AI without a GPU
The GPU became the default hardware for AI because neural networks need it. Neural networks are not AI itself — they are one class of AI model. Change the model architecture and the hardware assumption changes with it. Logic-based AI runs on any 32-bit processor. No GPU. No NPU. No specialist silicon. Just compute.
A history, not a requirement.
GPUs became the standard hardware for AI because of the arithmetic at the core of neural networks. Understanding why this happened — and what it would take to change — requires understanding what that arithmetic actually is.
A neural network performs inference by passing input data through a sequence of layers. Each layer applies a matrix multiplication: a grid of numerical weights multiplied against the input values, summed, and passed through a non-linear function. A moderately sized network may perform this operation billions of times per inference.

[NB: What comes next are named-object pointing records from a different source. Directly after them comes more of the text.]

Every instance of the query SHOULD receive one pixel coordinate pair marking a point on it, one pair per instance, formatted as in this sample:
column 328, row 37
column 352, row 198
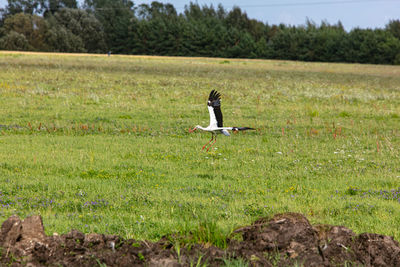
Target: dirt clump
column 283, row 240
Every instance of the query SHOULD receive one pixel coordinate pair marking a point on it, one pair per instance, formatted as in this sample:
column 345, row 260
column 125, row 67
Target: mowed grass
column 101, row 144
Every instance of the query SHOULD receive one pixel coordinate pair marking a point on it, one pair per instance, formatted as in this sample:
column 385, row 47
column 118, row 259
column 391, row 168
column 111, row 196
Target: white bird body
column 216, row 121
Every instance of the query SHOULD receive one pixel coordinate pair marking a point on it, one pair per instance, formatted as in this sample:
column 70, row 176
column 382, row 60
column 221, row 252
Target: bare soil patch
column 283, row 240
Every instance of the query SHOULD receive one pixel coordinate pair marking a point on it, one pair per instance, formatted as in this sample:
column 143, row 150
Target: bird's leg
column 215, row 140
column 212, row 137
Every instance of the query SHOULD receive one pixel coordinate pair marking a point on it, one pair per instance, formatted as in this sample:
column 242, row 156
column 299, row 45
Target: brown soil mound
column 284, row 240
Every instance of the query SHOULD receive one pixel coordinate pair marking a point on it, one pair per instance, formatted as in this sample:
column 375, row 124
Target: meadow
column 101, row 144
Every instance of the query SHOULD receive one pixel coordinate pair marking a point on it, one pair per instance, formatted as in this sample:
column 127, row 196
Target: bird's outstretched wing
column 214, row 107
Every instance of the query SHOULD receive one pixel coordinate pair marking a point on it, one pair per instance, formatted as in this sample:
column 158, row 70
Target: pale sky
column 352, row 13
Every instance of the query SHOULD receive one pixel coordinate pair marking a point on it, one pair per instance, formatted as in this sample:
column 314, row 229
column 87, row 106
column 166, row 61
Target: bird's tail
column 241, row 128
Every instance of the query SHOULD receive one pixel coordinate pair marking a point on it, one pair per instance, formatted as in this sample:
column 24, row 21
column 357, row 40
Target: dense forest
column 119, row 26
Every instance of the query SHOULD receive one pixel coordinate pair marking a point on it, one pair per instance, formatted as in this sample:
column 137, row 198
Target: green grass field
column 101, row 144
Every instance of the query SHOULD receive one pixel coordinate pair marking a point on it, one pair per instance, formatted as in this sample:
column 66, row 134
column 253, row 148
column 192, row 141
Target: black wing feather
column 214, row 100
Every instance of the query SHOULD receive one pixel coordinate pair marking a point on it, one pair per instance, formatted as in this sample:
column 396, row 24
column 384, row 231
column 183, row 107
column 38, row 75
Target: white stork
column 216, row 122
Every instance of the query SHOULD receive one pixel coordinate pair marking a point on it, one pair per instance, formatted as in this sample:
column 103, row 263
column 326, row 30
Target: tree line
column 119, row 26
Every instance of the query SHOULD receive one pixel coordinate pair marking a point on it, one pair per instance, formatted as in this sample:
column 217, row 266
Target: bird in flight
column 216, row 122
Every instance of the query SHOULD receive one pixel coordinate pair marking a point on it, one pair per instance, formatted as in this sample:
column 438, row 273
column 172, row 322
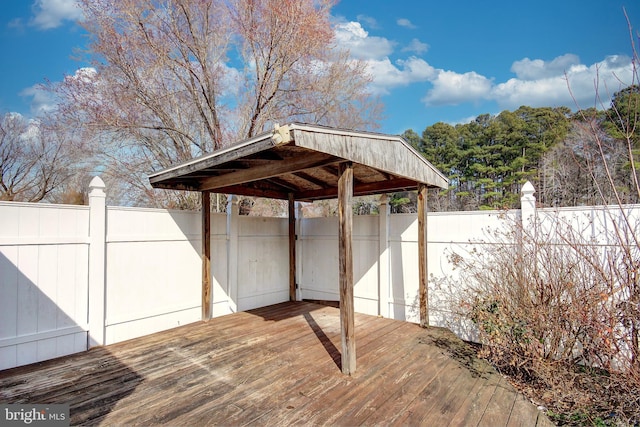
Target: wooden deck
column 277, row 365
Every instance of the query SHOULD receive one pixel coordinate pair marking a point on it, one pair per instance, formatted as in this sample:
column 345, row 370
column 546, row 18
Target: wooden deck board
column 277, row 365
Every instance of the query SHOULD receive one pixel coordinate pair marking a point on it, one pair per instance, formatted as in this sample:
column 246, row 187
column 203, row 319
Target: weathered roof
column 303, row 160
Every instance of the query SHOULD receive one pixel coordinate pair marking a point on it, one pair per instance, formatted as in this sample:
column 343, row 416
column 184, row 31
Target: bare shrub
column 556, row 307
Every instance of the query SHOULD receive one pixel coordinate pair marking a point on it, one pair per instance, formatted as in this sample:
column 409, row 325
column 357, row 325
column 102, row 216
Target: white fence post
column 384, row 210
column 527, row 206
column 97, row 255
column 233, row 216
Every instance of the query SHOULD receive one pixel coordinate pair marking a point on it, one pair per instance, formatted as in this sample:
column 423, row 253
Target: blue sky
column 431, row 61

A large language model does it trillions of times.
The multiplications within each layer are independent of one another. They do not need to happen in sequence; they can all happen simultaneously. This is what GPUs are designed for: thousands of small, simple cores executing the same operation on different data at the same moment. A GPU does not execute neural network inference faster because it has a faster clock. It executes it faster because it executes thousands of matrix multiplications in parallel rather than one at a time.
A CPU does not work this way. A modern CPU has tens of cores, each far more powerful than a GPU core individually, but suited to sequential computation with branches and dependencies. Running neural network inference on a CPU means executing the same matrix operations that a GPU handles in parallel — sequentially. For large models, the throughput difference is orders of magnitude.
This is the origin of the GPU requirement. It is not a physical law. It is a consequence of the mathematical structure of neural networks and the parallel execution model that structure maps onto. Change the mathematical structure and the hardware requirement changes with it.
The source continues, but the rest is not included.